Held by the Supreme Court

  • Finding for C, that sensitisation to platinum salts was an actionable personal injury. Although the concept was not defined in the authorities, personal injury had been seen as including a physical change which made the sufferer appreciably worse off in respect of their health or capability; an impairment; and an injury to the sufferer’s physical capacity to enjoy life. An allergy to platinum salts, which was already agreed to be a personal injury, can only be developed by someone who prior developed sensitisation.

Lady Black

  • “It can be seen from the passages referred to above that, as well as the usual reference to ‘pain, suffering and loss of amenity,’ personal injury has been seen as a physical change which makes the claimant appreciably worse off in respect of his ‘health or capability’ (defined in Rothwell v Chemical and Insulating Co Ltd [2008] AC 281) and as including an injury sustained to a person’s ‘physical capacity of enjoying life’ (quoted in Cartledge v E Jopling & Sons Ltd [1963] AC 758), and also ‘impairment.’ Furthermore, Cartledge established that it can be hidden and symptomless” [27].
  • D cannot escape liability by removing C from places where exposure could occur.

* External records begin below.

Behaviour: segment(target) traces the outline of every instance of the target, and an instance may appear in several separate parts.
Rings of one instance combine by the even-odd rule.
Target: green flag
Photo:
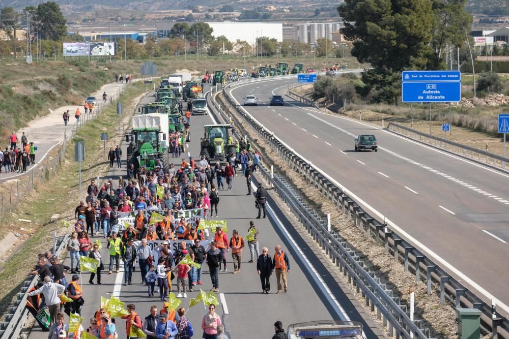
[[[149,225],[154,225],[156,223],[159,223],[164,220],[164,217],[157,212],[152,212],[152,215],[150,215],[150,221],[149,222]]]
[[[99,267],[100,263],[99,260],[93,258],[79,256],[79,269],[81,271],[88,271],[95,273],[97,271],[97,267]]]
[[[169,306],[168,307],[168,314],[169,314],[169,311],[177,310],[177,307],[180,305],[180,303],[182,302],[182,300],[175,296],[175,293],[170,293],[168,297],[168,303],[169,304]]]
[[[158,184],[156,190],[158,199],[163,199],[164,197],[164,188]]]
[[[138,337],[139,338],[146,338],[147,334],[144,333],[141,328],[138,328],[134,325],[131,325],[131,331],[129,332],[129,336],[131,338]]]
[[[256,229],[254,227],[251,227],[247,232],[247,234],[246,235],[246,236],[244,237],[244,239],[246,241],[252,241],[254,240],[254,236],[256,235]]]
[[[207,294],[203,302],[205,303],[205,306],[208,306],[210,304],[214,304],[216,306],[219,304],[219,301],[217,299],[217,296],[216,295],[213,291],[211,291]]]
[[[69,332],[72,333],[77,331],[82,322],[83,318],[79,314],[71,313],[69,317]]]
[[[224,232],[228,232],[228,226],[226,220],[204,220],[201,219],[200,221],[200,225],[198,225],[199,230],[210,228],[213,231],[215,231],[216,227],[220,227]]]
[[[178,265],[190,265],[191,266],[193,266],[196,268],[200,268],[202,267],[202,265],[197,262],[194,262],[192,258],[191,258],[191,256],[189,254],[186,254],[186,256],[184,257],[182,260],[179,262]]]

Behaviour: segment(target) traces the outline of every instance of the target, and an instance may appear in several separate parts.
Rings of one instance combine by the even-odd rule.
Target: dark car
[[[274,106],[275,105],[285,106],[285,101],[283,100],[283,97],[281,96],[274,96],[270,98],[270,106]]]
[[[369,149],[378,151],[378,143],[373,134],[361,134],[355,139],[355,150]]]

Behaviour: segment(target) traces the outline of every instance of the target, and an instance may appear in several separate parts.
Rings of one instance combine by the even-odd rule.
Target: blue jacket
[[[177,329],[177,326],[175,326],[175,323],[173,321],[166,321],[165,323],[159,322],[157,323],[157,326],[156,326],[156,336],[159,339],[163,339],[163,337],[166,333],[171,335],[168,339],[174,339],[175,336],[178,332],[179,330]]]

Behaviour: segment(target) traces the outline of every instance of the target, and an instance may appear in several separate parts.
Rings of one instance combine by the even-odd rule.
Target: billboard
[[[474,37],[474,46],[493,46],[493,37]]]
[[[89,53],[88,42],[64,42],[64,56],[88,55]]]
[[[91,42],[91,55],[115,55],[115,43]]]

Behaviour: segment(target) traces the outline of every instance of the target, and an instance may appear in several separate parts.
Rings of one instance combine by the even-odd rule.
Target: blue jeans
[[[194,266],[191,267],[191,275],[192,276],[192,282],[202,281],[202,267],[196,268]]]
[[[124,261],[124,282],[127,284],[131,282],[132,278],[132,261]]]
[[[71,251],[71,269],[74,269],[74,267],[79,267],[79,252],[77,251]],[[74,266],[74,260],[77,261],[76,266]]]
[[[109,230],[109,219],[104,219],[102,221],[102,231],[104,236],[107,236]]]
[[[209,267],[209,271],[210,272],[210,279],[212,281],[212,287],[219,288],[219,267],[214,267],[211,268]]]

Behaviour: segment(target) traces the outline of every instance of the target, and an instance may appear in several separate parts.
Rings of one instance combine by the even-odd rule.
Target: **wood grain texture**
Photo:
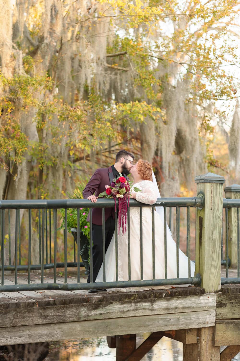
[[[240,352],[240,346],[228,346],[220,354],[220,361],[231,361]]]
[[[217,320],[215,329],[216,346],[239,345],[240,319]]]
[[[207,327],[215,322],[213,310],[3,327],[0,345]]]
[[[165,331],[161,333],[163,336],[176,340],[183,343],[196,343],[197,342],[196,329],[174,330]]]
[[[216,294],[216,318],[240,318],[240,294]]]
[[[146,316],[169,313],[177,314],[182,312],[191,313],[193,311],[199,313],[203,311],[215,312],[216,308],[214,294],[114,302],[87,303],[80,304],[61,305],[59,300],[57,300],[58,305],[56,305],[56,303],[54,305],[56,299],[45,298],[46,301],[52,303],[52,305],[41,307],[37,304],[36,308],[36,305],[34,304],[33,307],[24,309],[24,312],[21,309],[16,308],[6,310],[4,313],[0,313],[0,324],[1,327],[112,319],[125,317],[126,316],[134,317],[144,315]],[[65,300],[64,297],[64,302]],[[59,315],[61,315],[60,319]],[[191,325],[187,328],[190,327]]]
[[[124,361],[140,361],[162,337],[161,332],[153,332]]]
[[[227,198],[239,199],[240,192],[227,192],[225,193]],[[230,208],[228,212],[228,255],[231,260],[230,268],[237,267],[237,209]]]
[[[215,292],[221,288],[223,185],[200,183],[197,187],[205,202],[202,210],[196,210],[195,274],[201,275],[205,292]]]
[[[220,361],[219,347],[214,345],[214,327],[197,330],[197,343],[184,344],[183,361]]]

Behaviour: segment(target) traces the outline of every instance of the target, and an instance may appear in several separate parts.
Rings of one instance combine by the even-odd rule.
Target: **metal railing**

Developing a platinum salt allergy is a two-stage process, and D’s negligence and breach of duty has already led the first stage to occur.
  • The argument that platinum salts are not something encountered in everyday life, and thus sensitisation does not amount to actionable injury, rings hollow. For C, ordinary everyday life involved work of a type which, by virtue of their sensitisation, is no longer possible for them.